The parish itself was created in 1992 after splitting from Ādaži Parish. After the municipal reform of 2009, the districts were abolished and the Municipality became a national administrative unit. On 1 July 2021, Carnikava Municipality ceased to exist and its territory was merged into Ādaži Municipality as Carnikava Parish.

== Symbols ==
The coat of arms, first adopted in 2002 for the parish, featured a Carnikava lamprey and the mouth of the Gauja River, which flows into the Gulf of Riga in Carnikava. In 2015, the coat of arms was modified to bring the drawing of the lamprey closer to its real-life appearance. After Carnikava Municipality was merged into Ādaži Municipality, the old coat of arms remained as the symbol of Carnikava Parish yet again.

==Nature==

The total area of the county is 80.2 square kilometers, which is the third smallest county in Latvia after the Saulkrasti and Stopiņi Municipalities, moreover, most of it is covered by forests, but a quarter of the total area is used for agriculture.
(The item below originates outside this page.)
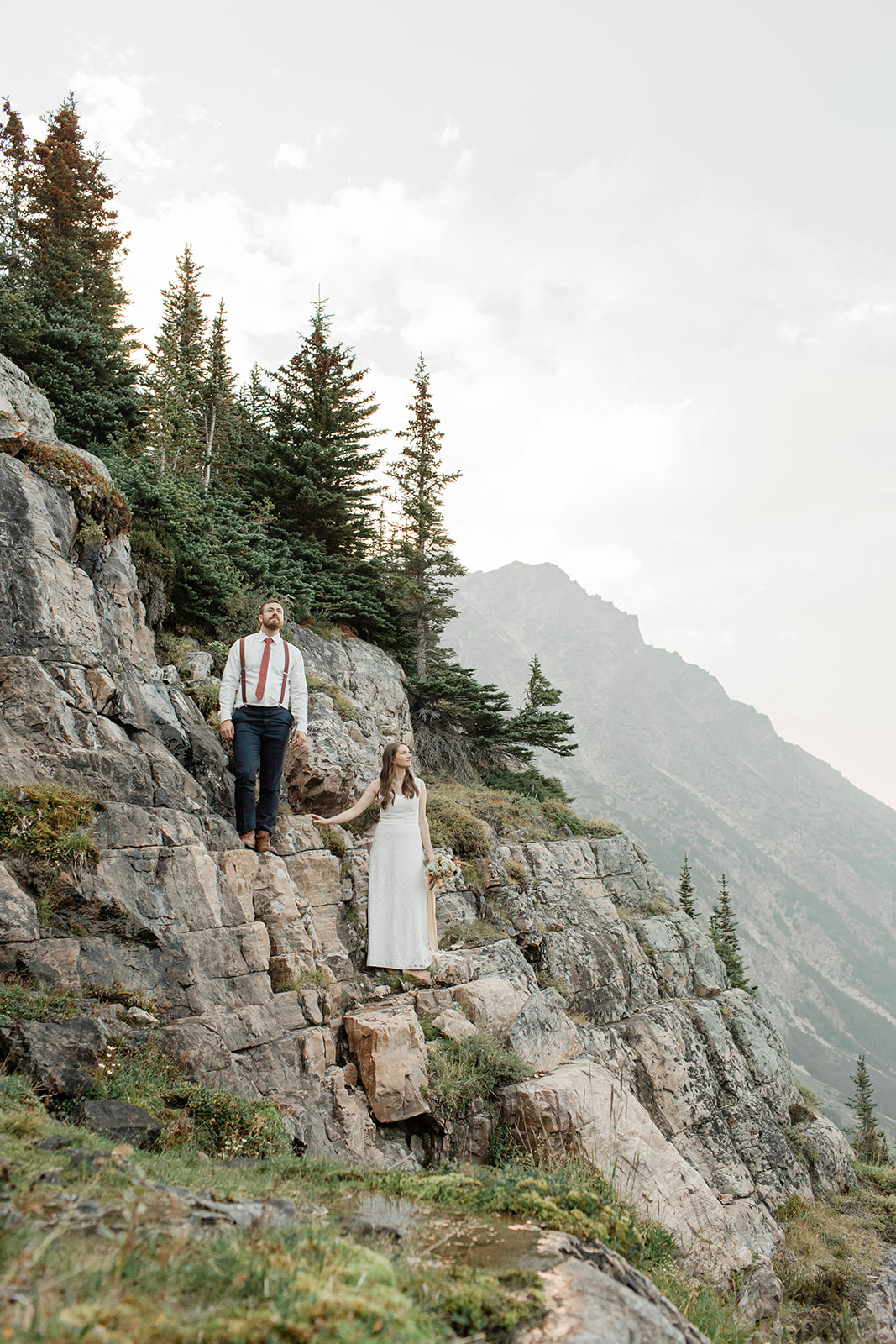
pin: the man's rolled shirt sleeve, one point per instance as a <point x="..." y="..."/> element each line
<point x="297" y="690"/>
<point x="228" y="683"/>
Carnikava is known for its Piejūra ('Seaside') Nature Park, which is part of the European Union's Natura 2000 network of specially protected areas and which contains a number of protected plant species. Many plant species characteristic of non-draining, clear-water lakes have been found in Lake Ummis: Lobelia dortmanna, lakes, etc. Several rare bat species have been found near Garezeri Lakes. The park occupies about one-fifth of the entire territory of the municipality. There are five rivers and canals, eight lakes and four lake islands in the area. The region has a 19-kilometer-long beach along the Vidzeme coast of the Gulf of Riga from Kalngale to Lilaste.

Rivers: Gauja, Langa, Eimuri Canal, Dzirnupe, Vecgauja.